As a clinician and researcher working with minorities – populations facing the challenges of diversity, I must recognize how unevenly powers spread across our societies. I give value to the cultural diversity in questioning ‘home’ and what it upholds for all of humanity. It is, therefore, my responsibility is to create systems that celebrate cultural diversity that explores differences and embraces multiple ways of thinking. As I draw on the worldview and knowledge passed down through diversity, as well as our conventional wisdom, I will be better prepared. My hope is to be the researcher portrayed in Research as resistance: Critical, Indigenous, and anti-oppressive approaches where the researcher is the learner, the not-knower who through empathy, imagination and critical self-awareness comes to grow into a sense of what the Other understands (Brown & Strega, 2005, p.67).
PS. Interestingly, as I dove into my research subject, I had no idea about the fact that the very title of the Czech national anthem is “Kde domov můj?” which translates to “Where is my home?” I heard and sang the anthem many times, yet never before did I give attention to the meaning or significance of the words imbedded in my culture.
References
Brown, L. & Strega, S. (2005).
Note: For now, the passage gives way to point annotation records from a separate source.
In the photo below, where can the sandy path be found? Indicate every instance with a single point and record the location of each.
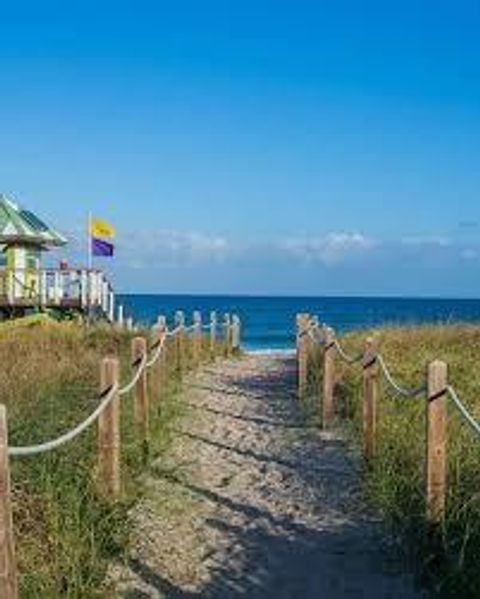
(252, 501)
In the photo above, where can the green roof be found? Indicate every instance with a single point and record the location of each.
(20, 225)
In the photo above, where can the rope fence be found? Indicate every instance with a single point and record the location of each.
(189, 348)
(314, 339)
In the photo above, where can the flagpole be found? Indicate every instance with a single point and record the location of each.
(89, 241)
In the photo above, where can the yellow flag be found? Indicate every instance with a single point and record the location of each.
(100, 228)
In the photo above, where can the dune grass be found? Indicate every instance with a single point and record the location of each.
(395, 480)
(65, 534)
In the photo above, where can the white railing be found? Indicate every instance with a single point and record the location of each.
(82, 288)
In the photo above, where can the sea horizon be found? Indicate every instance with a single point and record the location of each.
(268, 321)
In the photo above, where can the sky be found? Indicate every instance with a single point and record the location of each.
(267, 147)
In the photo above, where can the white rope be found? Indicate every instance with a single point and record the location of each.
(405, 391)
(347, 357)
(129, 386)
(314, 334)
(463, 410)
(173, 332)
(157, 353)
(29, 450)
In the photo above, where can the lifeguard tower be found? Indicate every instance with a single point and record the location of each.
(26, 286)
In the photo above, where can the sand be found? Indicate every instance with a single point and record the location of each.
(254, 501)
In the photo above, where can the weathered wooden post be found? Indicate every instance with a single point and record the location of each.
(227, 339)
(302, 349)
(213, 335)
(180, 341)
(120, 319)
(140, 391)
(235, 333)
(436, 440)
(109, 433)
(8, 565)
(328, 406)
(197, 339)
(370, 395)
(160, 368)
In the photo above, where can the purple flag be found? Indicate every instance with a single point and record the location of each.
(101, 248)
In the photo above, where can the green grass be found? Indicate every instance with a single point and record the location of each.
(395, 481)
(65, 533)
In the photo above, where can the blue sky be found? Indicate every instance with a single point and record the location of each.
(252, 147)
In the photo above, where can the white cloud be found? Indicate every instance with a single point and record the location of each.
(330, 248)
(468, 254)
(171, 248)
(426, 240)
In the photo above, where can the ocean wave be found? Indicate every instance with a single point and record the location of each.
(271, 351)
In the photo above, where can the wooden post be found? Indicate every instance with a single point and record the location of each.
(226, 335)
(436, 440)
(213, 335)
(140, 391)
(370, 395)
(235, 333)
(160, 369)
(197, 339)
(109, 433)
(318, 361)
(120, 319)
(302, 348)
(180, 341)
(8, 566)
(328, 405)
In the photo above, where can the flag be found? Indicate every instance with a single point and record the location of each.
(102, 248)
(100, 228)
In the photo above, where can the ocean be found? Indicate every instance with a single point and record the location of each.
(268, 323)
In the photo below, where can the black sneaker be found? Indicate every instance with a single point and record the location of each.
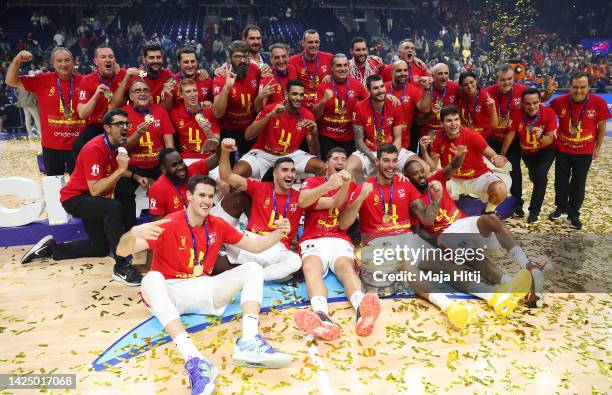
(125, 273)
(555, 215)
(575, 223)
(518, 212)
(533, 218)
(40, 250)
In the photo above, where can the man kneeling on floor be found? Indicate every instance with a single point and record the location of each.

Research as resistance: Critical, Indigenous, and anti-oppressive approaches. Toronto: Canadian Scholars Press.
Erickson Cornish, J. A. & Schreier, B. A. & Nadkarni, L. I. & Henderson Metzger, L. & Rodolfa, E. R. (2010). Handbook of multicultural counseling competencies. Hoboken, NJ: John Wiley & Sons, Inc.
Hadley, S. (2013). Dominant narratives: Complicity and the need for vigilance in the creative arts therapies. Arts in Psychotherapy, 40(4), 373-381.
Johnson, G. A. (2006). Privilege, power, and difference. New York, NY: McGraw-Hill Companies, Inc.
Lee, M. W.(1999). An introduction to multicultural counseling. Ann Arbor, MI: Edwards Brothers.
Lichtenstein, D. (2009). Born in exile: There is no place like home. Psychoanalytic Psychology, 26(4), 451-458. doi:10.1037/a0017712
Metari, Y. (2005). Bait Lanefesh: Hahipus achar aatzmi aAmiti veamerchav hanafshi [Home for the soul: Searching for the real self and the psychological space]. Moshav Ben Shemen, Israel: Modan Otzaha Laor.
Seiden, H. M. (2009). On the longing for home. Psychoanalytic Psychology, 26(2), 191-205. doi:10.1037/a0015539
Sue, D. W. & Arredondo, P. & McDavis, R. J. (1992). Multicultural Counseling Competencies and Standards: A call to the profession. Journal of Multicultural Counseling & Development, 20(2) 477-486.